Missouri adults could have their welfare benefits slashed if they have K-12 school students who do not attend school at least 90% of school days. State Representative Jeff Porter, R-Montgomery City, has filed what he calls “a parent accountability bill”.

Missouri Capitol (Photo courtesy of Alisa Nelson, Missourinet)

Porter’s bill that would cut some government assistance by 35% to those families the next six months. Benefits would be restored when all children in the custody of the individual attend at least 90% of school days in the preceding six months.

“If we’re going to pay that kind of money for people that need it, and also try to jump them out of the rut of being multi generations and income assistance where a lot of times I see multi generations, we need to make sure they’re in school try to take advantage of the benefits of the role models there to get the education they need to work your way out of that.
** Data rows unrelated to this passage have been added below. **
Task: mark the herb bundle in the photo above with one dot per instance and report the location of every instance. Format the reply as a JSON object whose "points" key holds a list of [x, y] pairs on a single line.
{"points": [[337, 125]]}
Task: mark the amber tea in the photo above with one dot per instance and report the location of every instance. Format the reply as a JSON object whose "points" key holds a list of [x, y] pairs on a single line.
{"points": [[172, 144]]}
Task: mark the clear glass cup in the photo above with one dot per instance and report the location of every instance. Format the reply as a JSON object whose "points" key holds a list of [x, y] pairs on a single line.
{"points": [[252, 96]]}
Plus, on top of that, a lot of times there’s nutritional needs that are being missed,” says Porter. “Nowadays, we have two meals, plus having all those benefits that the schools provide.”
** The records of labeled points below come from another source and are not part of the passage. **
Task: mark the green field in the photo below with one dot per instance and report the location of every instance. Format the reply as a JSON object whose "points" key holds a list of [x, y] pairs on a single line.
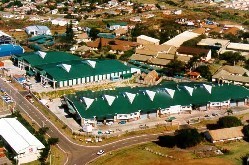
{"points": [[137, 155]]}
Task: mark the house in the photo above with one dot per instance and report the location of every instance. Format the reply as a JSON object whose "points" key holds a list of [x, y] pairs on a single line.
{"points": [[232, 74], [178, 40], [116, 46], [37, 30], [177, 12], [217, 44], [146, 40], [119, 32], [82, 37], [152, 102], [59, 21], [24, 145], [135, 19], [225, 134], [10, 49], [117, 25], [204, 54], [194, 75], [238, 47], [154, 55]]}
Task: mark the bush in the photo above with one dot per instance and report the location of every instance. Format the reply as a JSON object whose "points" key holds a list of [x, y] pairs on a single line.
{"points": [[245, 131], [188, 138], [229, 121], [53, 141], [167, 141]]}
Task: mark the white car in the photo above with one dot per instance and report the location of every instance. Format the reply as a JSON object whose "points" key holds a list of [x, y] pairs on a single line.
{"points": [[100, 152]]}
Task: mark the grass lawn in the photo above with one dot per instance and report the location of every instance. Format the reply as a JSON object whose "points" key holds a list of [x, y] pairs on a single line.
{"points": [[238, 150], [137, 155]]}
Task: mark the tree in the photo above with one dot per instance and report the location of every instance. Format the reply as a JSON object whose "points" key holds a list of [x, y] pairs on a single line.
{"points": [[245, 131], [232, 57], [127, 54], [43, 130], [193, 42], [188, 138], [94, 33], [204, 71], [53, 141], [174, 67], [229, 121]]}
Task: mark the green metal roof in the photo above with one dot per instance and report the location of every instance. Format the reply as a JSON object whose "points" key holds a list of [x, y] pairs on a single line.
{"points": [[162, 99], [34, 59], [117, 23], [80, 69]]}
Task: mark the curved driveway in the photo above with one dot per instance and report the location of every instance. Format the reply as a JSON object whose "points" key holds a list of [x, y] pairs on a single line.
{"points": [[76, 153]]}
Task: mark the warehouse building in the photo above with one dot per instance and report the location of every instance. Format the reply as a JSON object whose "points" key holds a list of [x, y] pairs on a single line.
{"points": [[61, 69], [145, 102], [37, 30], [25, 146], [10, 49]]}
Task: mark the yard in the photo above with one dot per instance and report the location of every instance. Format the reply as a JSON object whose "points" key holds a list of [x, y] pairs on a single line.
{"points": [[139, 155]]}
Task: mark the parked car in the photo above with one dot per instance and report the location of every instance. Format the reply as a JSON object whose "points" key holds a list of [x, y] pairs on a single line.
{"points": [[122, 122], [100, 152]]}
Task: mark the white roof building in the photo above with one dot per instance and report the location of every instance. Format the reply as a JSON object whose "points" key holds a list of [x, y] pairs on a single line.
{"points": [[178, 40], [26, 146], [146, 40], [38, 30], [221, 44], [238, 47]]}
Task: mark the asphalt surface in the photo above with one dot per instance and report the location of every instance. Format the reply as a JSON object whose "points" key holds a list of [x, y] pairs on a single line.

He came up with the plan after talking to three to four superintendents in his focus group.

“I feel like it’s a win-win for everybody. The taxpayers of Missouri would like to make sure the kids are going to school because we are providing the income,” he says. “We need to have some assurances that the kids are in school.”

Porter says the bill currently does not include exceptions for special needs students or others who might be seriously ill.

“I feel like I need to stand up and make sure they have the same entitlements to those programs and encourage the parents to make sure they get their kids there,” says Porter. “People that have disabled kids, they definitely need the supervision of teachers to take care of their problems so they can get themselves on a good track. I feel like we need to treat them the same from the standpoint they still have the same needs, in a lot of cases more needs than the other ones. So, I feel like we shouldn’t shortchange them.”

Porter says the legislation would not take away food stamps.

The Missouri Department of Elementary and Secondary Education tells Missourinet in the 2020-2021 academic year, about 82% of the state’s K-12 public school students attended at least 90% of the time.